Once he's in the swing of things, I would move to the next step.  ONLY DO THIS STEP when you feel he has the first two down or it will be too much for him to handle and it will backfire.  You mention that your child has the most difficulty when he doesn't achieve an outcome that he wants or is expecting.  

I would practice this in a CONTROLLED SETTING.  In other words, let him know that he'll be going to Grandma at 4:00 pm (assuming he really likes going to Grandma).  Let him put that on his calendar.  At 3:30 pm let him know that you want to tell him something and that if he keeps his hands to himself, he gets to play with his favorite toy car.  THEN GIVE HIM A TOKEN TO HOLD BEFORE YOU TELL HIM.  What token?  It doesn't matter. It could be a penny or a sticker or anything you choose.  Then tell him that he's not going to Grandma at 4:00 pm.  He's going at 5:00 pm.  Encourage him to quickly change it on his calendar by himself and have his favorite toy car ready to give to him so that it's easier to prevent an outburst.  Why is a token so important?  Because he'll soon realize that when he's got a token, a reward comes after that if he keeps his hands to himself.  If you're at home, in the mall or at school, a token such as a penny can easily be given to him by a parent, a teacher, a family member etc.  Whereas motivators are not always waiting there at our convenience.  You can also let him keep his pennies in a jar so he can watch them increasing.  Label it "My Fun Jar" and let him buy things with his collected money.

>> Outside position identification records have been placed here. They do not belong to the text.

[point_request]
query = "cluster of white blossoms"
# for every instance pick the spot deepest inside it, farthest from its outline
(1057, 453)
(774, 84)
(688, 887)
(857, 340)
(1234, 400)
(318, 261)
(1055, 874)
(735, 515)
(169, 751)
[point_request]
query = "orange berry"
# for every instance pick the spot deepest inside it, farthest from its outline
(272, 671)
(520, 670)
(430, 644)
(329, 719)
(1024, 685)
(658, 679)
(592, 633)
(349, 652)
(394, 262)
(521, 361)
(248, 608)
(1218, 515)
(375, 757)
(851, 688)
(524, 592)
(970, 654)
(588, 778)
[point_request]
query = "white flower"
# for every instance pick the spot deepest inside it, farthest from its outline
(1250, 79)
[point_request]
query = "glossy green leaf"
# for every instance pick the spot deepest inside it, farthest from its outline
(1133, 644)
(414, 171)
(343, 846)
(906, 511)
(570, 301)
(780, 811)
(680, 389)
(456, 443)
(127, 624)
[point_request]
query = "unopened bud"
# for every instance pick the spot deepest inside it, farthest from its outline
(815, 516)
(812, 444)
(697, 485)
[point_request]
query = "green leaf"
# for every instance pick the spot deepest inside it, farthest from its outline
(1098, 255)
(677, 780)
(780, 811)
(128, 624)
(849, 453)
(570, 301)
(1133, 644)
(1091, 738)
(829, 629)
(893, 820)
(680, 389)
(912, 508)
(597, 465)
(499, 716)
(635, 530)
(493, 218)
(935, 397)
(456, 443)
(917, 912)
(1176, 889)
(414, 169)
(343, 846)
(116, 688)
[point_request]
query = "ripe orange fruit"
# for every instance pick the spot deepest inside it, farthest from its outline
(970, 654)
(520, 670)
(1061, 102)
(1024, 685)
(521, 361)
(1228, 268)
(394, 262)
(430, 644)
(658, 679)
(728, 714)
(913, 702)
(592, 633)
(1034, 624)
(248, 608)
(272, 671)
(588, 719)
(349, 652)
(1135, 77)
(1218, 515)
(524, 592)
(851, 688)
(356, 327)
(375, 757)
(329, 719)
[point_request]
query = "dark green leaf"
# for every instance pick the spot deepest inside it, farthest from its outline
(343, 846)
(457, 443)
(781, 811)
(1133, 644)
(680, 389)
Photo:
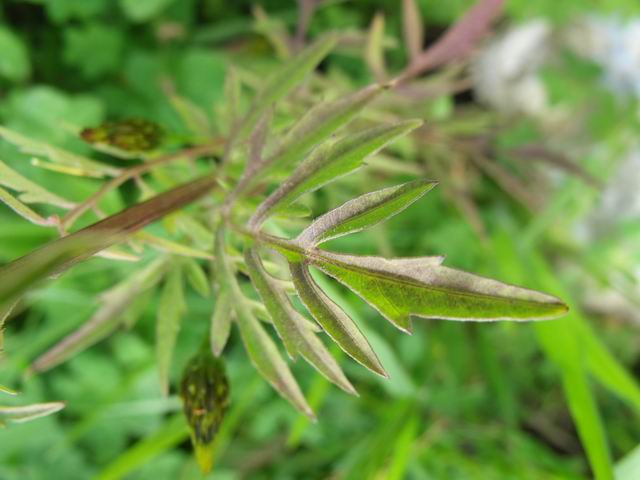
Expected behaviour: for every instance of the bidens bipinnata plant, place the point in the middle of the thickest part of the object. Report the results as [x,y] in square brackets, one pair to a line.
[237,236]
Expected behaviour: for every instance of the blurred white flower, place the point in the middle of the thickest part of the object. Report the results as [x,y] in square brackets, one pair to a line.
[614,44]
[505,73]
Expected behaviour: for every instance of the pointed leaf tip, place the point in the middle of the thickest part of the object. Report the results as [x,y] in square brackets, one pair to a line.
[364,212]
[291,325]
[400,289]
[334,320]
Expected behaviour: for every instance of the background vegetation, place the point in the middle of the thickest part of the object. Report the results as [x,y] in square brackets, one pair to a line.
[523,197]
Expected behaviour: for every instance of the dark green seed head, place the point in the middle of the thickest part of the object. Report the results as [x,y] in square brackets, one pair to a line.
[204,390]
[132,135]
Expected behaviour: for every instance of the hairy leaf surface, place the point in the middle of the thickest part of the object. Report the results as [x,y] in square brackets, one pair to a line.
[364,212]
[261,349]
[287,78]
[333,319]
[291,325]
[326,164]
[399,289]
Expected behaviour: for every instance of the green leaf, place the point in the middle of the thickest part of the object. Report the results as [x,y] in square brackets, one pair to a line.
[170,311]
[115,303]
[26,413]
[7,390]
[14,61]
[221,322]
[401,288]
[168,436]
[24,211]
[261,349]
[291,326]
[286,79]
[143,10]
[334,320]
[364,212]
[75,164]
[197,278]
[29,191]
[374,53]
[60,254]
[412,29]
[169,246]
[329,162]
[319,124]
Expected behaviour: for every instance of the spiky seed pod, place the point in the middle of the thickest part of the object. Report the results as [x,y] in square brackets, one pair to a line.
[204,390]
[131,135]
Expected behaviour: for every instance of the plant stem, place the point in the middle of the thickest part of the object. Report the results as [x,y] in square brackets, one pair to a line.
[114,183]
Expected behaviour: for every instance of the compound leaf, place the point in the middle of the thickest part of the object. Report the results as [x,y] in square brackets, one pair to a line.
[170,311]
[401,288]
[327,163]
[261,349]
[364,211]
[287,78]
[291,325]
[333,319]
[29,192]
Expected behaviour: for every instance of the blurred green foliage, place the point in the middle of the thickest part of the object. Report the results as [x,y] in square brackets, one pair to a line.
[463,401]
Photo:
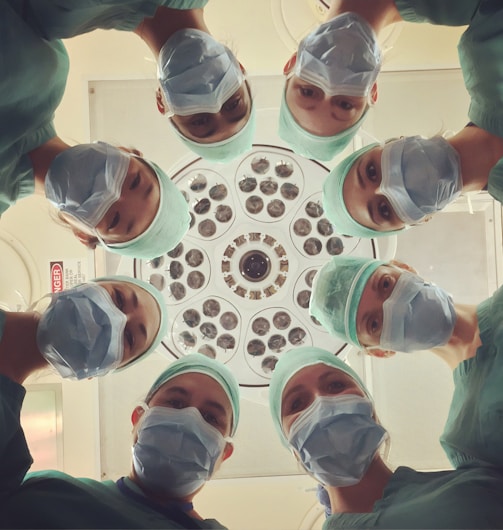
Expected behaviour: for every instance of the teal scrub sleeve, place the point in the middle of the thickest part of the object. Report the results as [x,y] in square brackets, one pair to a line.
[32,86]
[62,19]
[473,433]
[495,183]
[15,458]
[442,12]
[480,52]
[466,498]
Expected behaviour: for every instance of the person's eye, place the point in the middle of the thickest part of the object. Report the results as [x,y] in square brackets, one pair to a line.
[114,222]
[384,210]
[210,418]
[120,301]
[306,92]
[175,403]
[374,325]
[335,386]
[232,104]
[296,405]
[200,121]
[371,172]
[129,337]
[136,182]
[346,105]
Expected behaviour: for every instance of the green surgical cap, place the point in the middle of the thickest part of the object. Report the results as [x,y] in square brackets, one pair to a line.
[225,150]
[163,326]
[198,363]
[311,145]
[292,362]
[333,200]
[337,290]
[168,227]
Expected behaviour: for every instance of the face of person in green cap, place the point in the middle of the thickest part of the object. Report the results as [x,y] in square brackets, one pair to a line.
[316,111]
[309,383]
[142,313]
[181,438]
[363,198]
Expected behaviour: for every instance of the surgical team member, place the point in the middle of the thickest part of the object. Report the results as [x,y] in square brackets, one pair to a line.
[181,435]
[325,415]
[125,202]
[383,189]
[331,79]
[203,88]
[86,331]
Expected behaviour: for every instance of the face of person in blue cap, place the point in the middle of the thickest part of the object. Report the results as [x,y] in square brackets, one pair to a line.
[363,197]
[318,112]
[399,311]
[211,127]
[130,215]
[309,383]
[181,438]
[142,313]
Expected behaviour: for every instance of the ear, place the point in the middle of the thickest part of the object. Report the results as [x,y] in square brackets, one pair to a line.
[382,354]
[137,414]
[402,265]
[373,94]
[228,450]
[290,64]
[159,99]
[86,239]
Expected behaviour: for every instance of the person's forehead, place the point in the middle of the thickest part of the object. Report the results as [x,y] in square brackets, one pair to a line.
[194,382]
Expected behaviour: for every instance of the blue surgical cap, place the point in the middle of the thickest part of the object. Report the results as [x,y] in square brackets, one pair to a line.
[311,145]
[337,290]
[224,150]
[333,200]
[292,362]
[198,363]
[168,227]
[158,297]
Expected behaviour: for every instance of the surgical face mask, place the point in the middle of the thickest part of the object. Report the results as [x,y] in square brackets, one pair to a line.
[81,333]
[85,180]
[420,176]
[336,438]
[341,57]
[176,450]
[197,73]
[416,316]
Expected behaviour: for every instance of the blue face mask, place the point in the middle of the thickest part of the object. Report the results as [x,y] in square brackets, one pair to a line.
[176,450]
[420,176]
[341,56]
[86,180]
[336,438]
[416,316]
[81,333]
[197,73]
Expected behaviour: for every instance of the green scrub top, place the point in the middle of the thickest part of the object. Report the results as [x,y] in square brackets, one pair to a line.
[480,50]
[469,497]
[59,19]
[473,433]
[51,499]
[34,74]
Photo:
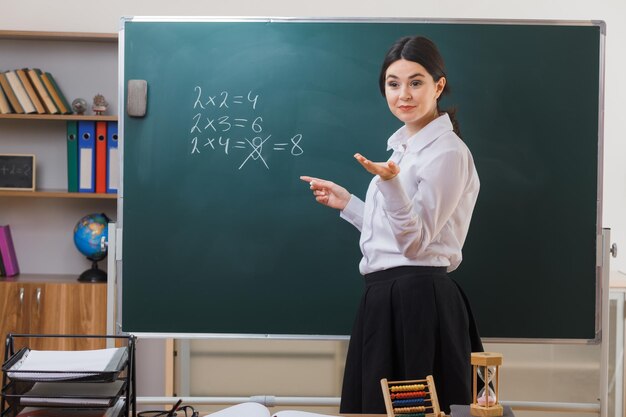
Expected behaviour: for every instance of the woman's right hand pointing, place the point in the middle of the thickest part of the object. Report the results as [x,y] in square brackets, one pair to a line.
[327,192]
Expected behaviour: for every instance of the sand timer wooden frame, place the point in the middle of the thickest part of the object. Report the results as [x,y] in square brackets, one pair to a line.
[491,407]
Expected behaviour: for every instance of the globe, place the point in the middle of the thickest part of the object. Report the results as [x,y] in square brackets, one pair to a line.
[90,237]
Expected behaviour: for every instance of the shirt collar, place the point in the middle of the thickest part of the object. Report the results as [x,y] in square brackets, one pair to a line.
[401,140]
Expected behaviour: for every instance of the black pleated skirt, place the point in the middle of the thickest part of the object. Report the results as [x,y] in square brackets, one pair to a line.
[412,322]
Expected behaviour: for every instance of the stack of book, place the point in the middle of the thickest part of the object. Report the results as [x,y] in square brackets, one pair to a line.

I can't stress enough how important it is to follow the same system at home and at school.  This will nip the behavior in the bud.  It takes a lot of effort in the beginning, and yes, I completely understand how taxing it can be.  But it's far less taxing than living a lifetime with behavior that you're concerned about, especially since your child is getting bigger and stronger.

Holly, I know there are good days and bad days and the road you travel is not easy.  There are many people out there who share your trials and your joy.  Your son is young, and it's the perfect time to help him with this struggle.  Please know that I wish you great luck and success.  I hope these strategies have been of some help.